Reputation: 81
I need to clean up some VERY ugly html (think < span>< /span> < em>< /em> < em> < /em> < strong>< /strong> ) over and over again...
I'm looking for a nice and easy preg_replace to eliminate any html tags that contain optional whitespace between them. Your assistance is greatly appreciated!
Oh, and just found this beauty:
< p>< strong>< strong>< /strong>< /strong>< /p>
looks like this will need to live in a while loop as well.
Upvotes: 0
Views: 331
Reputation: 105908
It's funny how this topic keeps coming up.

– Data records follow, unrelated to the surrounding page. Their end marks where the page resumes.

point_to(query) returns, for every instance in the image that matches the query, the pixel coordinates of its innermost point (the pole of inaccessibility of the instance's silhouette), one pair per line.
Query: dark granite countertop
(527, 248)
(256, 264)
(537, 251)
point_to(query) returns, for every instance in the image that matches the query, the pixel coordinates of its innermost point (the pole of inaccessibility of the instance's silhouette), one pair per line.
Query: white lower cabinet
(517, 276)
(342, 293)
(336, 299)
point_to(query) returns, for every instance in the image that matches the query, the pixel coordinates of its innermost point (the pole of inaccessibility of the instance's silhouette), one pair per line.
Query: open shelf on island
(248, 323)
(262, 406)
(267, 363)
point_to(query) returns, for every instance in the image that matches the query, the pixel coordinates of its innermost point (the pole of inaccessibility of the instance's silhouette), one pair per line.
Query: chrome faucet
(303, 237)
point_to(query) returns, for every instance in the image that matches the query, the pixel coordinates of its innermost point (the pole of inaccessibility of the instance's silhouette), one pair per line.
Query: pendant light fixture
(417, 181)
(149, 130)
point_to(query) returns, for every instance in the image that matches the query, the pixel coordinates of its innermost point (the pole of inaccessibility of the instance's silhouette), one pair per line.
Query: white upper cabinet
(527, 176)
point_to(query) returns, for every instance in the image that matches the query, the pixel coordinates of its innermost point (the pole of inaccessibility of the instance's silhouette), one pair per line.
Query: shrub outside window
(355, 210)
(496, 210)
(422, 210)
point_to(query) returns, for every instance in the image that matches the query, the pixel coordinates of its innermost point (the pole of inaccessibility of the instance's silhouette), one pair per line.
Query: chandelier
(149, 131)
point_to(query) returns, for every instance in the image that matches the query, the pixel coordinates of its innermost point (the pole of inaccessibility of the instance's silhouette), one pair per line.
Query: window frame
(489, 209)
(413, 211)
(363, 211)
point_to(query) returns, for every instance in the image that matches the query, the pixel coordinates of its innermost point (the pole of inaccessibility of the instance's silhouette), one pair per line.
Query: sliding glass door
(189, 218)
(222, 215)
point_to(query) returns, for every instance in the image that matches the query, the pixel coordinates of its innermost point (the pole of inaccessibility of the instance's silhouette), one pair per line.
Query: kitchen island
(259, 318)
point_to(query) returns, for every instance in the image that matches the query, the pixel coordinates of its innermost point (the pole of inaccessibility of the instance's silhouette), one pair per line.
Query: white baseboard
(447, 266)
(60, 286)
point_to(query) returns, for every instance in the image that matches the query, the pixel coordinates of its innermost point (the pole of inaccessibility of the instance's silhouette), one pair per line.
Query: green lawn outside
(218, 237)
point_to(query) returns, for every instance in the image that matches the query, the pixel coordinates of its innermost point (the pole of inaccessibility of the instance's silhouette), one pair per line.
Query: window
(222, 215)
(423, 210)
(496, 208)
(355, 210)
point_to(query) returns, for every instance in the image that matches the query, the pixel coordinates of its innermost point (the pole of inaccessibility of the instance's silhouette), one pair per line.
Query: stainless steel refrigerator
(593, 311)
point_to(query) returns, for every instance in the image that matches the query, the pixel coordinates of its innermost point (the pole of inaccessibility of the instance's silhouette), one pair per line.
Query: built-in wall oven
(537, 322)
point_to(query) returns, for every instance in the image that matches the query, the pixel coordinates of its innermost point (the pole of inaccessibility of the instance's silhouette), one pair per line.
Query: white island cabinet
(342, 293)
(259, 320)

Don't go with regex. Try HTML Tidy instead.
Upvotes: 5
Reputation: 81
Well, it looks like tidy WAS the answer:
function cleanupcrap($html){
$tidy_config = array(
'clean' => true,
'output-xhtml' => true,
'show-body-only' => true,
'wrap' => 0,
);
$tidy = tidy_parse_string($html, $tidy_config, 'UTF8');
$tidy->cleanRepair();
return $tidy->value;
}
Upvotes: 0
Reputation: 14086
If you really want a regex, here's one:
s:<(\w+)>\s*<\/\1>::g
Run it multiple times to eliminate nested cases.
Upvotes: 0
Reputation: 27573
If you are looking to really clean up some code, I'd suggest the Tidy class in PHP. There are some examples that might help get you started. (Note this is a front-end to HTML Tidy)
Upvotes: 2